I just added ada to my tank. I did 50% water changes everyday (no fauna) and also added Zeocarb to my filter. Filter floss helps too. 

You said you are doing 100% water changes? Are you pouring water directly over the substrate? That will cloud it up again.


----------



## 2wheelsx2 (Apr 21, 2010)

When I fill my tank, I trickle the water in, or put a dish inside and fill pour over the dish. Mine cleared up after 3 hours and has stayed crystal clear ever since.

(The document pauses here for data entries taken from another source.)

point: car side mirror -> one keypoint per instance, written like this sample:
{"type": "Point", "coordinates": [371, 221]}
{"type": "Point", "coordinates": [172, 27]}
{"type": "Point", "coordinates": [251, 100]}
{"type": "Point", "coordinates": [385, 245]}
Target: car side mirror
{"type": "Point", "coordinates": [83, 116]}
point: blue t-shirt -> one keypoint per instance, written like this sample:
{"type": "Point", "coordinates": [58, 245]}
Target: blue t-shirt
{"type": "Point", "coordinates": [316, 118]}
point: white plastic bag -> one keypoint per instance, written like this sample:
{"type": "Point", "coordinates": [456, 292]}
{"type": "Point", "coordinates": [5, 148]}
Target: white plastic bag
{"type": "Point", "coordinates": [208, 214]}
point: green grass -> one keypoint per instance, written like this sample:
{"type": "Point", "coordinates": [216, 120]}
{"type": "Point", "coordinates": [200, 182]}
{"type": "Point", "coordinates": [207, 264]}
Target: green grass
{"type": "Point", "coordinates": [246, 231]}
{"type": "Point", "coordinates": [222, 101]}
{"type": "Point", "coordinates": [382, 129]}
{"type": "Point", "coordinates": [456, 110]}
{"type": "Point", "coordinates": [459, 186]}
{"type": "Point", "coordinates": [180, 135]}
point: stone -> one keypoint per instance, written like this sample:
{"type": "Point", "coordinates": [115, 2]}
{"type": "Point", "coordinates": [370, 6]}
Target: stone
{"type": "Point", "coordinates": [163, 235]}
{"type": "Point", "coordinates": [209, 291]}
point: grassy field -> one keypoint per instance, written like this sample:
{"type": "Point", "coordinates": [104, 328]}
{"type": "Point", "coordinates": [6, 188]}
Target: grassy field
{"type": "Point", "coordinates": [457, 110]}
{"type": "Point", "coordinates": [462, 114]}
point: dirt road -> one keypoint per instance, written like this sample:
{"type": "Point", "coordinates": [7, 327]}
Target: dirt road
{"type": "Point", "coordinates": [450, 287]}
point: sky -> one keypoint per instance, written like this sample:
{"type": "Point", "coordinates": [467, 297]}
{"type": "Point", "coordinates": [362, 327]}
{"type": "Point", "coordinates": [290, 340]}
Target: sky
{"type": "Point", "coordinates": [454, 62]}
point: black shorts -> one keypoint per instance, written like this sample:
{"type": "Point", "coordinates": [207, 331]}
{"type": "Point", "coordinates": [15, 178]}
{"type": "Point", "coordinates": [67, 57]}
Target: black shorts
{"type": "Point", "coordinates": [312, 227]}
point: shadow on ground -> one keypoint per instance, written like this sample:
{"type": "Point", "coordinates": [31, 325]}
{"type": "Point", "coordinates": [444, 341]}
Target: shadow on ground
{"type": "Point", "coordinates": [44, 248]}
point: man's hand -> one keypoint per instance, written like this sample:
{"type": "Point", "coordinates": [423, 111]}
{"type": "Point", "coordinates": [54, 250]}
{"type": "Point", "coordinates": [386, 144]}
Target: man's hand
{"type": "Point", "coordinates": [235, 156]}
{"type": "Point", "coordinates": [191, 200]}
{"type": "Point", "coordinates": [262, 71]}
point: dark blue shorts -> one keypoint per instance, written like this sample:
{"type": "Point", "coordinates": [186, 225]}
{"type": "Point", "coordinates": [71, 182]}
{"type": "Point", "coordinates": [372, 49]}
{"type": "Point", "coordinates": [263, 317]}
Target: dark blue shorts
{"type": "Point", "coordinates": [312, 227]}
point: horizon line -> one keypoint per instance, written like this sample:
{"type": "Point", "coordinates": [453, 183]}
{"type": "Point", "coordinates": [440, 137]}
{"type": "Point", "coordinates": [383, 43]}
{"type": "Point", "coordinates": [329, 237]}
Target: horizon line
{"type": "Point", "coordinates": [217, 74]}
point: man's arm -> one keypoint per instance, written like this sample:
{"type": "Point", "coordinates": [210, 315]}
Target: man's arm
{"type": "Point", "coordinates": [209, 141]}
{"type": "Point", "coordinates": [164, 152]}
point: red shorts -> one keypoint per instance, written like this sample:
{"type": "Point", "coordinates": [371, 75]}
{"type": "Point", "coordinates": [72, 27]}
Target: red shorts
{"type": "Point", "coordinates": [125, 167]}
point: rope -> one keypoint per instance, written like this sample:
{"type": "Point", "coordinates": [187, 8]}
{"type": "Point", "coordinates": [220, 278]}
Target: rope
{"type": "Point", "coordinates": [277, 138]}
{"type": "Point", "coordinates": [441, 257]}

Florabase, Eco-complete and ADA AS will all cloud the water if you pour directly on the substrate.


----------



## Aquaman (Apr 21, 2010)

neven said:


> jam you filter full of filter floss and add some Accu-Clear, if that doesn't work you may need to run a UV sterilizer temporarily


I agree , filter floss works great.cram a a/c HOB filter, filled with it and works like a charm.:bigsmile:
Still trying to wrap my head around how a uv sterilizer is going to help tho...in this case.


----------



## 2wheelsx2 (Apr 21, 2010)

Aquaman said:


> Still trying to wrap my head around how a uv sterilizer is going to help tho...in this case.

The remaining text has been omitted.